## Read in word list

In [1]:
import src.utils.git as gitutil
bpath = gitutil.get_root()

In [2]:
word_list_name = 'twl06.txt'

word_list_file = bpath + '/data/processed/' + word_list_name

with open(word_list_file, 'r') as f:
    word_list = f.read().splitlines()

## Initialise

In [3]:
possible_words = word_list

## Define entropy calculation

In [4]:
import math

def calc_entropy(possible_words):
    num_possible_words = len(possible_words)
    prob_each_possible_word = 1/num_possible_words
    entropy = math.log(prob_each_possible_word, 2)

    return(entropy)

## Define guess checks
### Function to check for correct positions

In [5]:
def get_correct_positions(w1, w2):
    correct_positions = dict([(x, w1[x]) for x in range(0,5) if w1[x] == w2[x]])
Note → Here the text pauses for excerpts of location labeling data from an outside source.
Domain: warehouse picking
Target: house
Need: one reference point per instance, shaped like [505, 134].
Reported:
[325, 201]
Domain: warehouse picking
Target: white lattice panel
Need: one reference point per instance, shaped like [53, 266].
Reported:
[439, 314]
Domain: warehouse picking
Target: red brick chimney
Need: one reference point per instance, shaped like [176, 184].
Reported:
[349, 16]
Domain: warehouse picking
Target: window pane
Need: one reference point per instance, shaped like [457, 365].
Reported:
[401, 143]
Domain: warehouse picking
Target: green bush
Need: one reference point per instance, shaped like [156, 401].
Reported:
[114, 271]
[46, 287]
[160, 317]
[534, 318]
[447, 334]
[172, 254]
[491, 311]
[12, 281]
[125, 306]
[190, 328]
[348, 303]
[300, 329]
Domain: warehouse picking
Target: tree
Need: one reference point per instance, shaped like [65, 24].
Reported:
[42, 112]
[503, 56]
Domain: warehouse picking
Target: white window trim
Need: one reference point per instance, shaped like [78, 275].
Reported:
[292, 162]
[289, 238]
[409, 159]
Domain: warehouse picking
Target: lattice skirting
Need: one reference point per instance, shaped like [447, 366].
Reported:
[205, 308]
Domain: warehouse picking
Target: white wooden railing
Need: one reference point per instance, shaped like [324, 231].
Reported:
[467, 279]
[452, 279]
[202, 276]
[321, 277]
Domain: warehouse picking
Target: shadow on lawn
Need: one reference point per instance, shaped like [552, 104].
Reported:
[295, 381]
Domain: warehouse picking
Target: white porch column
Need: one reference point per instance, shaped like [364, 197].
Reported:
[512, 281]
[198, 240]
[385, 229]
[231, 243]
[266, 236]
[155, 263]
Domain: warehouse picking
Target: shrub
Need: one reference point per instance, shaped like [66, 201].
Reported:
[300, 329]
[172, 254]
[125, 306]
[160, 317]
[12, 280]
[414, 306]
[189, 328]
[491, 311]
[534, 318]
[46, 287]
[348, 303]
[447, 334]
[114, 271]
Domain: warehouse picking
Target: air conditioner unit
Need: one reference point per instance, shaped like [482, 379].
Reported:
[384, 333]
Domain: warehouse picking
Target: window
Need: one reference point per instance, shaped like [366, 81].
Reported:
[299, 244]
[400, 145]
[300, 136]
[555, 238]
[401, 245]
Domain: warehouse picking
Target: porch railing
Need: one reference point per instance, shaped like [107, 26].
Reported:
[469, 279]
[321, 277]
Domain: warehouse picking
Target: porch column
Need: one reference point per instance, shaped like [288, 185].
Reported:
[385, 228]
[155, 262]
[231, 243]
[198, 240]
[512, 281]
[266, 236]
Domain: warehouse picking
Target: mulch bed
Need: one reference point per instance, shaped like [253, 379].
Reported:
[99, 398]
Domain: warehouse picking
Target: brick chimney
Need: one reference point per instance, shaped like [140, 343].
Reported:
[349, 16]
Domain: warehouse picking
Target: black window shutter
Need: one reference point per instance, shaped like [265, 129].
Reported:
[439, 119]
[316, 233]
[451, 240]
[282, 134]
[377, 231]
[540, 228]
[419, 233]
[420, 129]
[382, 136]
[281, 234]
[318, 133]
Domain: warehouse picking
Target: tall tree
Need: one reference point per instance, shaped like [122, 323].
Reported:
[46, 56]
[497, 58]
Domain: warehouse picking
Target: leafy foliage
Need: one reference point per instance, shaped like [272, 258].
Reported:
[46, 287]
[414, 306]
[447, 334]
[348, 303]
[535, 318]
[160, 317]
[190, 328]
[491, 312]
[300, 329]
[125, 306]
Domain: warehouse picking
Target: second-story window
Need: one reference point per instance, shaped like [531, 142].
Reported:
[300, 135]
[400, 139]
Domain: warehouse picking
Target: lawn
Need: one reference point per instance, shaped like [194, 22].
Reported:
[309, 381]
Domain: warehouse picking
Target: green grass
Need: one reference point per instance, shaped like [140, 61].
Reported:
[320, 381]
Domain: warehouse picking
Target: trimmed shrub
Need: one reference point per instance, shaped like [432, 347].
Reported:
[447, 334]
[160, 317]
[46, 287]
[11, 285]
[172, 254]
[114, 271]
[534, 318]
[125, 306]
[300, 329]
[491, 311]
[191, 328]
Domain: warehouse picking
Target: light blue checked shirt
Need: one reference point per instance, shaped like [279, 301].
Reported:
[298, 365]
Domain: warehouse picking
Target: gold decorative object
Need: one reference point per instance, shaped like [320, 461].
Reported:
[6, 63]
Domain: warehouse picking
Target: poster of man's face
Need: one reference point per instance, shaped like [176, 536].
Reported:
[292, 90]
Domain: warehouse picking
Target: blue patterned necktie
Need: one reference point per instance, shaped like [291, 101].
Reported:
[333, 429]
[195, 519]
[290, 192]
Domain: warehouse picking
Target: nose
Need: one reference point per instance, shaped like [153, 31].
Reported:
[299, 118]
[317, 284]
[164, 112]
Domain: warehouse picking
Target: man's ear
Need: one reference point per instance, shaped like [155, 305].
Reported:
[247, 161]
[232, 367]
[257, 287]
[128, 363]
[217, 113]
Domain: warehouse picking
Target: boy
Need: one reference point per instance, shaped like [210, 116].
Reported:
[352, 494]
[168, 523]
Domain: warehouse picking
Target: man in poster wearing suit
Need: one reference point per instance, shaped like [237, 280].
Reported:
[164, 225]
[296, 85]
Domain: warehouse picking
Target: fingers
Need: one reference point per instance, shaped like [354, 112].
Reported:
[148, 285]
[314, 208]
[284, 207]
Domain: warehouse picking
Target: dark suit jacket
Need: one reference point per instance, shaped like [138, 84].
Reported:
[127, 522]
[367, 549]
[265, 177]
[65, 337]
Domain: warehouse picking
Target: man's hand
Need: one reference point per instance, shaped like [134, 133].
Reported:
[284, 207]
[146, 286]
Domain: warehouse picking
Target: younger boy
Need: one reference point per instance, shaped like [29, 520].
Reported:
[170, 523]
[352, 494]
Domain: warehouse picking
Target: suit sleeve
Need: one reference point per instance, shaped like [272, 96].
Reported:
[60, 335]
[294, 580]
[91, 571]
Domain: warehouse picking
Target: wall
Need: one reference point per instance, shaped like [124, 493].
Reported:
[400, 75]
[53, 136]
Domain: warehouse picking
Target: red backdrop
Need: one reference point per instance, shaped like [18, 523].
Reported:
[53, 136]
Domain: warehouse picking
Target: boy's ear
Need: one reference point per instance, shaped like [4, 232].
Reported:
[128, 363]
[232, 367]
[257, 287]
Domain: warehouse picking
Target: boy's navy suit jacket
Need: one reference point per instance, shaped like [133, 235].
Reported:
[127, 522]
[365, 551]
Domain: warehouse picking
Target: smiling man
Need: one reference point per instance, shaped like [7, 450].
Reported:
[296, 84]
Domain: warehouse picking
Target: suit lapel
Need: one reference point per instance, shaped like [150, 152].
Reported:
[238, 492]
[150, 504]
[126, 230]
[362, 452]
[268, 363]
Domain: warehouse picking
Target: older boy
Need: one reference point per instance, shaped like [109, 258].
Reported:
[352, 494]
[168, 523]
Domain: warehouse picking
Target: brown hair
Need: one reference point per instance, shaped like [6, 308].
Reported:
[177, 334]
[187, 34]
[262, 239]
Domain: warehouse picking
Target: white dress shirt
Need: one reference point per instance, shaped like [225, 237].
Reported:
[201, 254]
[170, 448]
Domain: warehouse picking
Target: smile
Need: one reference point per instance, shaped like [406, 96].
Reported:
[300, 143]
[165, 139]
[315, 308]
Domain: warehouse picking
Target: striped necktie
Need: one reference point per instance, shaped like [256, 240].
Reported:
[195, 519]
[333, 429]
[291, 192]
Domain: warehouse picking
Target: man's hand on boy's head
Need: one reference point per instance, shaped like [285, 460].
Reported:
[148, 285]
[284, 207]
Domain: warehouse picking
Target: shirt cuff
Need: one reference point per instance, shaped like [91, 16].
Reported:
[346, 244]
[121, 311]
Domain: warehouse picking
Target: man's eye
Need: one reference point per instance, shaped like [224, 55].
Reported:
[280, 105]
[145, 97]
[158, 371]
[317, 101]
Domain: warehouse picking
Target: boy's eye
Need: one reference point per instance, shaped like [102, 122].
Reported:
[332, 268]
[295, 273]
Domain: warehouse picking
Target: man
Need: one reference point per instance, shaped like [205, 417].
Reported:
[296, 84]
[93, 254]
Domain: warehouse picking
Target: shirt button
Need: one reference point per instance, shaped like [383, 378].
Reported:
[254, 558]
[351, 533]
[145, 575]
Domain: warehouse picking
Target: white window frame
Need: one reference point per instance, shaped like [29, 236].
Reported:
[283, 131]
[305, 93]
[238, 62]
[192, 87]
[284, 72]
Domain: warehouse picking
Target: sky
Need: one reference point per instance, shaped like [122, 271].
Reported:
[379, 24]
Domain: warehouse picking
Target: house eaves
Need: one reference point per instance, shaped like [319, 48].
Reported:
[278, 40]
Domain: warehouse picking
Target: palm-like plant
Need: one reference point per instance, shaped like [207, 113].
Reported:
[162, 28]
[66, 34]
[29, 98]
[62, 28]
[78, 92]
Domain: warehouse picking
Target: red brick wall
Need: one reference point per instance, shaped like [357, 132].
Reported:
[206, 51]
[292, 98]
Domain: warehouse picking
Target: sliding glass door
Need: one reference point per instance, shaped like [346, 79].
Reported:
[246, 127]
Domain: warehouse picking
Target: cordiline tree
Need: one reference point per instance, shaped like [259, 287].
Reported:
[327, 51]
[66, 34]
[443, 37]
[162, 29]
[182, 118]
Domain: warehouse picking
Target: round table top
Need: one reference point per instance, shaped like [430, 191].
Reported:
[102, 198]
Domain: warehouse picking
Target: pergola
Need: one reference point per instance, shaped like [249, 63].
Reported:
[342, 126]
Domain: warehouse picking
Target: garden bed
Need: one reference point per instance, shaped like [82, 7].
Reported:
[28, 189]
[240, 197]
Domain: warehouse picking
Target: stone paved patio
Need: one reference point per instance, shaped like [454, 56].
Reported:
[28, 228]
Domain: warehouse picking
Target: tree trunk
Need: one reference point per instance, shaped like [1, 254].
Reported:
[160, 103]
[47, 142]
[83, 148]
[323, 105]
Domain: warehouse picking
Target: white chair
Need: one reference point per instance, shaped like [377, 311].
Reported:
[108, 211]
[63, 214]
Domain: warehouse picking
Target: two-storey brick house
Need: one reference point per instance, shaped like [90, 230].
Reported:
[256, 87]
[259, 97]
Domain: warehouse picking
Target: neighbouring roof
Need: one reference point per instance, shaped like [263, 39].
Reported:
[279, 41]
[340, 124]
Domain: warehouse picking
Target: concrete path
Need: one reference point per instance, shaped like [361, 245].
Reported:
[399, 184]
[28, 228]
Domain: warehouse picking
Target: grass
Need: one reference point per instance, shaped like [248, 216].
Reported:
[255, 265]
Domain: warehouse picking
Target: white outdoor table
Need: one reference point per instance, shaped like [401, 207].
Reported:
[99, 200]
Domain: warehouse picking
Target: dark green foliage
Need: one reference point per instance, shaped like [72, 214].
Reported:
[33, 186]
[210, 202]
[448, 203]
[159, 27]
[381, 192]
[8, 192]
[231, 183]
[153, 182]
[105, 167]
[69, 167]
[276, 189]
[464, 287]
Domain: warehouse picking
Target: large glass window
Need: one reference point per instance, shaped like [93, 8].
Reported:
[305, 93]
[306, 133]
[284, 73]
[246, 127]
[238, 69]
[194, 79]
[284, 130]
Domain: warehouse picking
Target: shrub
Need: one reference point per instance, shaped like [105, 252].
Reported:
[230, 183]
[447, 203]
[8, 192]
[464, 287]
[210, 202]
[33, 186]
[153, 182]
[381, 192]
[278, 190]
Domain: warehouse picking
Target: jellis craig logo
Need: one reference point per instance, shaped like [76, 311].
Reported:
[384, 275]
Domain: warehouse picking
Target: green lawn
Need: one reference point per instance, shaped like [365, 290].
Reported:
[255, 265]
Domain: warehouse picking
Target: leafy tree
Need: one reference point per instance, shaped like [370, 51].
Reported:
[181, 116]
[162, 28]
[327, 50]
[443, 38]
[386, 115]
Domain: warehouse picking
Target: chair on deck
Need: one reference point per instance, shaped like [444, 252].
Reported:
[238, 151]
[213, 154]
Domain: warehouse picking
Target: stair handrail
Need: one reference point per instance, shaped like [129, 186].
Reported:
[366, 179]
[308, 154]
    return correct_positions


### Function to check for incorrect positions

In [6]:
def get_guess_info(w1, w2):

    correct_positions = get_correct_positions(w1,w2)

    incorrect_poisition_letters = set(w1).intersection(set(w2)).symmetric_difference(correct_positions.values())

    incorrect_positions = dict([(letter, w1.find(letter)) for letter in incorrect_poisition_letters])

    incorrect_letters = set(w1).symmetric_difference(set(w2)).intersection(w1)

    return {"correct_positions": correct_positions,
            "incorrect_positions": incorrect_positions,
            "incorrect_letters": incorrect_letters}

## Functions to subset possible words based on guess info

In [7]:
def subset_for_correct_position(possible_words, correct_position):

    for pos, letter in correct_position.items():
        possible_words = [word for word in possible_words if word[pos] == letter]
    
    return(possible_words)

def subset_possible_for_incorrect_position(possible_words, incorrect_position):

    for letter, pos in incorrect_position.items():
        possible_words = [word for word in possible_words if letter in word]
        possible_words = [word for word in possible_words if word[pos] != letter]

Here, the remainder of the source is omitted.